Looking back to Obama’s 2008 convention speech, the First Lady struggled with her public image after pundits lambasted her for comments they viewed as anti-American. What followed was a controversial cover of The New Yorker and a press campaign to overhaul the negative rhetoric surrounding Obama and her legacy.
“I’m glad that she was selected to speak on the first night, the opening night of a historic convention,” Donna Brazile, the popular Democratic strategist turned interim DNC chairwoman, said in an interview with The Washington Post. “The country trusts her.
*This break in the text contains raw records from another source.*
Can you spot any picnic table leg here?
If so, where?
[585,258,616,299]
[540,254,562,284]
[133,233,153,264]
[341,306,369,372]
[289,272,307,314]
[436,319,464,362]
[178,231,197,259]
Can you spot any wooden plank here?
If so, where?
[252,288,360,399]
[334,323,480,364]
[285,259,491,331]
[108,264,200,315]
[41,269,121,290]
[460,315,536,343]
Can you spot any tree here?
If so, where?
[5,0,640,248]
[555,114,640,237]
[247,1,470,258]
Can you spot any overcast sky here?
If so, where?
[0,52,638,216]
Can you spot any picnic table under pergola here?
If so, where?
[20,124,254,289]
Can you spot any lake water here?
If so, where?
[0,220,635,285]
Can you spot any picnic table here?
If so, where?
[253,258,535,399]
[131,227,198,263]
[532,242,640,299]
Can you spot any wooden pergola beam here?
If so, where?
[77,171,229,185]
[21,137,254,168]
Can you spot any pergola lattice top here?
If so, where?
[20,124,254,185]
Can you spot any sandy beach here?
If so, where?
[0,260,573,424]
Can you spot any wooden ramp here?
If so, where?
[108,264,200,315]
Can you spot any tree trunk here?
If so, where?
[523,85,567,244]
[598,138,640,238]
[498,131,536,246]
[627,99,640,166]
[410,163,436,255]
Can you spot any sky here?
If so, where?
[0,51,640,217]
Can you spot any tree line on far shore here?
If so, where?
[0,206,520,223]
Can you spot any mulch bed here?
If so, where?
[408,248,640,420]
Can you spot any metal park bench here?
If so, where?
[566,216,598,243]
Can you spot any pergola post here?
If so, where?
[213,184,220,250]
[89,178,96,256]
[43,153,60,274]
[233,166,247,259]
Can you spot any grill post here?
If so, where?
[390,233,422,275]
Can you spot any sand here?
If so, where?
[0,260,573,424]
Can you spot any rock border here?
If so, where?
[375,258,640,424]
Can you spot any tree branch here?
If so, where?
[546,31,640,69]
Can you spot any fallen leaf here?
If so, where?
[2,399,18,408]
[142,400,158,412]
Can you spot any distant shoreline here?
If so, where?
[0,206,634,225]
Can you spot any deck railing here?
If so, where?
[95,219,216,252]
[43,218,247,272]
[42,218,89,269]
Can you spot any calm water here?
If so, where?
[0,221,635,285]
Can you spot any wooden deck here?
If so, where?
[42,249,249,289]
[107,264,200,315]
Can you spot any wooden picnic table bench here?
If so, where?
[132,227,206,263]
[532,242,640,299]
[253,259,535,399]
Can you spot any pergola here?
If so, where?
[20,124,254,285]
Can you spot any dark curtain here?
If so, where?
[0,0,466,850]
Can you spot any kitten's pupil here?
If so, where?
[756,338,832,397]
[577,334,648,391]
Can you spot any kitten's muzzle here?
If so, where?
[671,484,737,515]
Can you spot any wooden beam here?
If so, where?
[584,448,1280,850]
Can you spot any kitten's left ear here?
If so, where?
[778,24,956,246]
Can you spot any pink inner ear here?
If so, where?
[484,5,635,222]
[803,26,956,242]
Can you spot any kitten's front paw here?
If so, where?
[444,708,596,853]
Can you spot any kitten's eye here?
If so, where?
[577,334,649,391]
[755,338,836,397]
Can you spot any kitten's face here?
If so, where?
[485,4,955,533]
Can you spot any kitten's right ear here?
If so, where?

People know she’s authentic and will be honest, and want to know what she thinks.”
According to The Post, Obama’s Monday night speech will outright endorse Hillary Clinton, who the First Lady has been somewhat distant from since the 2008 election.
Obama is expected to discuss the importance of the presidential role in relation to America’s children and how it inspires ethics and goal setting. Pundits also expect her to intertwine her working class upbringing, emerging as one of the most powerful women in the world, to Clinton’s trajectory and her fitness for the presidency.
The DNC hopes Obama will help rally the base of young voters who came out in droves during the last two elections. Obama remains popular among Democratic voters as a recent Pew Research Center reports 68 percent of voters who support Barack Obama gave him a rating of 76 or more on the 100-points scale, while 67 percent gave the same rating to Michelle Obama.
“She is there, in part, to be a coda and also to be a bridge,” said Andra Gillespie, according to the Post. Gillespie is a political scientist at Emory University. “She’s there to wrap up the Obama administration and provide a transition to what a Clinton presidency could be.”